La pasajera discreta

Delfidia Alicia Flores

Era su primer viaje en tren y deseaba vivir la experiencia en toda su intensidad. Desde que abordó en la estación al atardecer, hasta el momento actual había observado atentamente el entorno, sus compañeros de viaje, el mobiliario; oyó el traqueteo del tren y sintió el rítmico vaivén que favorecía la meditación.

Su medio de transporte habitual había sido siempre el aéreo (llevaba acumuladas muchas millas) y en grupo. Ésta era la primera vez que viajaba sola, cumpliendo un antiguo deseo, y lo hacía en tren.

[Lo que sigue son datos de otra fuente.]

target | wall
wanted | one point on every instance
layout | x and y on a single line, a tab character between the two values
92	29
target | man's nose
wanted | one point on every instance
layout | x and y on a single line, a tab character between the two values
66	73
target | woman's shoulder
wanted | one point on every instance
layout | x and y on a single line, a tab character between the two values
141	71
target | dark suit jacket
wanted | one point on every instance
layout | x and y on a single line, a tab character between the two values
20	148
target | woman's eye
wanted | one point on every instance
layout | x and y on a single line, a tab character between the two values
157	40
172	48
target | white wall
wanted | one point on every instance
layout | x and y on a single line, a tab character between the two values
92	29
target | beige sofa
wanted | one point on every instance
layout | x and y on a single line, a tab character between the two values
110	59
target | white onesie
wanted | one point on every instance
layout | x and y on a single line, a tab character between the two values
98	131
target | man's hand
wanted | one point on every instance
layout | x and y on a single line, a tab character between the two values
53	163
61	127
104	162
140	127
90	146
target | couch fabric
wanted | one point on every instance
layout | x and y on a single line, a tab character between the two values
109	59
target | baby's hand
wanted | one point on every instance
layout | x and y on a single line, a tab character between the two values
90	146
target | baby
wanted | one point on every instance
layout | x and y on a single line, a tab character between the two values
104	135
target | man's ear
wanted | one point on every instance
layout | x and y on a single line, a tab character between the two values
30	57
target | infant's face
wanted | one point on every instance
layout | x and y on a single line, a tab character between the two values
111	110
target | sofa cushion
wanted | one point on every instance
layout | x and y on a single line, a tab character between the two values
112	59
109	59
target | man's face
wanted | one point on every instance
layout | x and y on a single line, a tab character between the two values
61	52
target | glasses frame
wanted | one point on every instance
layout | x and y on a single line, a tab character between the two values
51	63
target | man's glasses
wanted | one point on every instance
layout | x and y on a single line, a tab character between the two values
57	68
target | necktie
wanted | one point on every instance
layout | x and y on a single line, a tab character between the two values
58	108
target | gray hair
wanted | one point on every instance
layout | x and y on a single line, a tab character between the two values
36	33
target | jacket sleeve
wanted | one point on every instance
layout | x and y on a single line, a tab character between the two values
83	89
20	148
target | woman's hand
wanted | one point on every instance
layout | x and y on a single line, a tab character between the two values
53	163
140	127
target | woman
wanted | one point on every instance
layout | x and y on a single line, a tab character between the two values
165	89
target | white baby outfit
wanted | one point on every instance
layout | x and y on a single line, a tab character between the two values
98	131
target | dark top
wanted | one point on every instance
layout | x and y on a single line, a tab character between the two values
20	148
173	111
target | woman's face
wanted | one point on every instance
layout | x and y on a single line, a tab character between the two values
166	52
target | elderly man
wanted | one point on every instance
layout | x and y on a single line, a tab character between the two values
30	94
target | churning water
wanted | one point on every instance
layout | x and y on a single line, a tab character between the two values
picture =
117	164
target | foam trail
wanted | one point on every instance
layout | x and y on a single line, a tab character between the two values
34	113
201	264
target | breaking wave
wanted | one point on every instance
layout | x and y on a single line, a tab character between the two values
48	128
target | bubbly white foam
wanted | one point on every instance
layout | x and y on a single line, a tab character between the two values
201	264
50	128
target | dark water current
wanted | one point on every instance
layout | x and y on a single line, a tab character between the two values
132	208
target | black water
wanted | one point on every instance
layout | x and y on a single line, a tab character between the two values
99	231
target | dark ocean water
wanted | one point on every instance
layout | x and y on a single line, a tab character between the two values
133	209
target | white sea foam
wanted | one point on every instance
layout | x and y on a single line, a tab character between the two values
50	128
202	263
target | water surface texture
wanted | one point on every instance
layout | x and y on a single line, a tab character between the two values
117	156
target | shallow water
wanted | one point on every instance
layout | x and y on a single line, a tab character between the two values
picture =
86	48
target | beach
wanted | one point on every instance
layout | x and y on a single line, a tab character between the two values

Cada vez que veía pasar uno, cuando oía su silbato, imágenes de lugares lejanos y exóticos le surgían: Riviera Maya, tapatío, Cañada del cobre, transiberiano, Orient Express. Parece que ese status y este transporte era lo ideal: no había horarios estrictos, presiones, sobresaltos, ni decisiones de grupo; en los lugares visitados no habría ese gesto de desagrado típico de las personas cuando ven llegar una muchedumbre: casi se volvía uno invisible.

Estratégicamente colocada en el último comparti- miento del vagón comedor junto a la ventana, a partir de donde dominaba el entorno y pasaba inadvertida, se dio a su pasatiempo favorito: observar.

En realidad no había mucho que mirar, en todo el vagón comedor solo había cuatro personas cenando: dos parejas muy desiguales entre sí. La primera —que se encontraba a su izquierda— eran los típicos casados de mediana edad: la señora obesa con el pelo teñido y expresión adusta, el hombre con unos lentes gruesos cuyo labio inferior tiraba de él hacia abajo. Sentados rígidamente uno al frente del otro no cruzaron palabra mientras revisaban la carta y ordenaban, y continuaronen ese ominoso silencio en los 20 minutos que tardó el mozo en llevarles su pedido.

La otra pareja en cambio, la que se sentaba a su derecha –eran unos jóvenes que permanecían muy juntos en la misma hilera de asientos; ella leía cuidadosamente y con voz intimista los nombres de los platillos como si fueran manjares exóticos: “chilaquiles con pollo, sándwich club, huevos revueltos, pan tostado”. Cuando dijo: “camarones con gabardina” profirió una cascada de risitas y cuchicheos que él acalló besándole el dorso de la mano que mantenía enlazada.

Viendo aquella tierna escena el camarero optó por darles más tiempo. Elástico y diligente se puso a frotar la melanina que recubría las mesas con una toalla blanca que luego se echó al hombro. Cargando una pila de tazas y platos los colocó frente a ambas parejas y les sirvió cafésin derramar ni una gota, sintonizando sus movimientos con el vaivén del tren.

Discurrían en ese momento por un paisaje desierto: la luna llena y el aire diáfano rielaban unas montañas fantasmales, hacían centellear puentes suspendidos en el vacío, y —en el momento de salir de un túnel horadado en la piedra— se vio la luna tan magnificada y clara que se imaginó que llegaban a ella navegando mientras las estrellas se debatían en ese mar de tinta china.
El camarero entonces sirvió la orden ante el señor silencioso y la visión de las mullidas tortillas de harina hizo brillar en sus ojos un hambre que —lo deseaba sinceramente— alguna vez tuvo cuando vio a su esposa desnuda.

Pero la visión de los aditamentos la volvieron al momento actual: una mantequilla suntuosa, la mermelada roja y trémula, la miel opalescente y dorada, y el olor… ¡ah, ese olor!, olor embriagante de primavera, pólenes, flores, tardes tropicales y zumbar de abejas junto a un árbol de mango… olvidando toda precaución en un segundo se plantó en la mesa vecina y empezó a sorber con deleite ese néctar delicioso.

Hubo una conmoción, la señora obesa gritaba: “¡Una mosca, una mosca!”. El ágil camarero apareció al instante y lo último que vio fue aquella toalla cayendo sobre ella, una mortaja fragante ¡tan apropiadamente blanca!